I was told I put Big Puf on the map, but I always replied, "no, no" I kept it off the map. I was afraid outsiders would interfere with a way of life they couldn't comprehend and, besides they had already met their outsider quota by accepting an ex-Pennsylvanian hippie who had wandered in in some sort of haze of smoke, and took to him right away, even if he did talk funny, as he related his wandering like a bard of old in the Over Easy Inn.

(Some folks have tried to find Big Puf with fancy GPS systems, but ended up driving over cliffs and into wilderness lanes leading to no where.

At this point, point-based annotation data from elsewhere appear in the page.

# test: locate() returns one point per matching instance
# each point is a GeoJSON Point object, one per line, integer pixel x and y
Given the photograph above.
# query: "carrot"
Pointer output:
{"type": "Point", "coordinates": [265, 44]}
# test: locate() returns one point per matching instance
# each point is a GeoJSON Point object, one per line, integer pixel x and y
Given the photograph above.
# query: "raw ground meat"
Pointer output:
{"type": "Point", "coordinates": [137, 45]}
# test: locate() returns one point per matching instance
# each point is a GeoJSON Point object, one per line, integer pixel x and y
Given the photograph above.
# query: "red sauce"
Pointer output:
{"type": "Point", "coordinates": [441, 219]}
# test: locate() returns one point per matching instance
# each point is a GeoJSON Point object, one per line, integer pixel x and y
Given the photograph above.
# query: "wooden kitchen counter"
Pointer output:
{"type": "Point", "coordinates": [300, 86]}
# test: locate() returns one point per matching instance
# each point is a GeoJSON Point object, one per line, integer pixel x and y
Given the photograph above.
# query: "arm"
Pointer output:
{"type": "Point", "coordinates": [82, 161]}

Do not try this without my help, seldom given.)

The Over Easy was run--a term often used by its client--by Homer Bob Pratlow, whose ambition was to become a writer, but he wanted to be a pure one who would never steal words from another, so he never learned to read.

Over the years as my bones became more brittle and on one noted example while covering a peace on earth, goodwill to all Christmas pageant I was struck upside the head by a thrown beer bottle after a family feud broke out.

I had hopes that a younger reporter would take over and continue in the fashion of truth, honesty and the American Way that I have tried to maintain in my role through the years, but, alas, none has come forward.

Orange Roughage Catfish

There are lots of stories yet to be told from Big Puf.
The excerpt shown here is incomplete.